Abstract
There are many reports in the literature about the benefits of computer-aided surgery with regards to improved limb alignment, reduced blood loss and embolic events but surgeons remain sceptical about its routine use because of availability, cost and time implications. To maximise these benefits and overcome the distractions, a modified navigation technique has been developed after evaluation of the standard measurements.
The true varus/valgus angle of the distal femoral cut achieved with navigation is unknown but represents presumed accurate alignment with regards to the mechanical axis through the femoral head. With placement of the femoral tracker in the medial supracondylar region clear of the intramedullary canal, the navigated cut was correlated with the cut placement determined with the standard intramedullary jig in 10 patients undergoing knee replacement. In addition, jigged femoral rotation was checked with the tracker placement. Tibial slope, varus/valgus angle and rotation were determined using surgeon placement of an external alignment jig and confirmed with tracker placement.

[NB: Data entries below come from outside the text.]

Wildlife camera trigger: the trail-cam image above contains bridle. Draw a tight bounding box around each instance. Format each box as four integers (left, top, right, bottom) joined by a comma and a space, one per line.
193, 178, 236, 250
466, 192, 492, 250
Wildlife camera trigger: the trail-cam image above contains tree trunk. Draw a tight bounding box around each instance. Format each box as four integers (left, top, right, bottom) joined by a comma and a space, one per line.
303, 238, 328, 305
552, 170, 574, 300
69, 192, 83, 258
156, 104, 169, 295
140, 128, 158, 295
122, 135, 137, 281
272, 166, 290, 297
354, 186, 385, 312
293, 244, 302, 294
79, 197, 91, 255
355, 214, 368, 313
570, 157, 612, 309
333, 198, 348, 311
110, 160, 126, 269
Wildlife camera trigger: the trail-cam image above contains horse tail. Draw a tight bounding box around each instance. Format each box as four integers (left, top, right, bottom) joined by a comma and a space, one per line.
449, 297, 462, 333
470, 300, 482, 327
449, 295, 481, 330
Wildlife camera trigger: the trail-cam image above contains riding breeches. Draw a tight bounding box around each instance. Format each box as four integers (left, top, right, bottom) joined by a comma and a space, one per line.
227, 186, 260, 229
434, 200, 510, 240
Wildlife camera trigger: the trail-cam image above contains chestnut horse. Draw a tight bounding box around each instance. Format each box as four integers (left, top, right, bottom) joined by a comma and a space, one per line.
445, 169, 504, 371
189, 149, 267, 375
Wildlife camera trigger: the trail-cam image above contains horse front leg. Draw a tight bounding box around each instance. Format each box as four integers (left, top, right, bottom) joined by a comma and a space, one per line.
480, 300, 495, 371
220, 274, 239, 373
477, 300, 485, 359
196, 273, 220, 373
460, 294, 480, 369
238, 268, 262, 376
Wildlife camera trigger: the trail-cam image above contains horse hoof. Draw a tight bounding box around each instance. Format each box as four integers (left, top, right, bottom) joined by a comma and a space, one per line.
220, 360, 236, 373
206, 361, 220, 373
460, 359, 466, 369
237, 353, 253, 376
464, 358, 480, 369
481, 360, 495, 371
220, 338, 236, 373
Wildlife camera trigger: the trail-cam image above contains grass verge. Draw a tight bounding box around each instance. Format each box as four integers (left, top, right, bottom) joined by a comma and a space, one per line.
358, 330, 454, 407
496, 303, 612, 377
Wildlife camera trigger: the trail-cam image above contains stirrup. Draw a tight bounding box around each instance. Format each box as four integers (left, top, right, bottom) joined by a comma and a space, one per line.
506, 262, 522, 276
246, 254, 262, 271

The navigated distal femoral cut ranged from +3 degrees to −2 degrees when measured against the distal cutting block stabilised over an intramedullary rod. The femoral rotation was within 1 degree of the trans-epicondylar line as outlined by navigation when a 3 degree externally rotated jig was used. All of the tibial measurements were within 0.5 degrees of the navigated planned positions.
The femoral cuts are presumed to be accurately determined with navigation as judged from long-leg alignment x-rays but this study highlights the potential error if a fixed valgus cut angle with alignment jigs is used. Tibial preparation, however, was accurately predicted by the surgeon using a traditional external alignment jig. Bone preparation time was reduced to 4 minutes (modified technique) compared to 12 minutes (full navigation, p< 0.05).
With this information, computer-aided navigation is now routinely used to determine the distal femoral cut only and an external alignment jig is used for tibial preparation without navigation. The reduction in blood loss and embolic events and improved limb alignment is now achieved with a reduction in preparation time over full navigated techniques. Use of the pinless surface mounted femoral jig alone highlights these advantages further.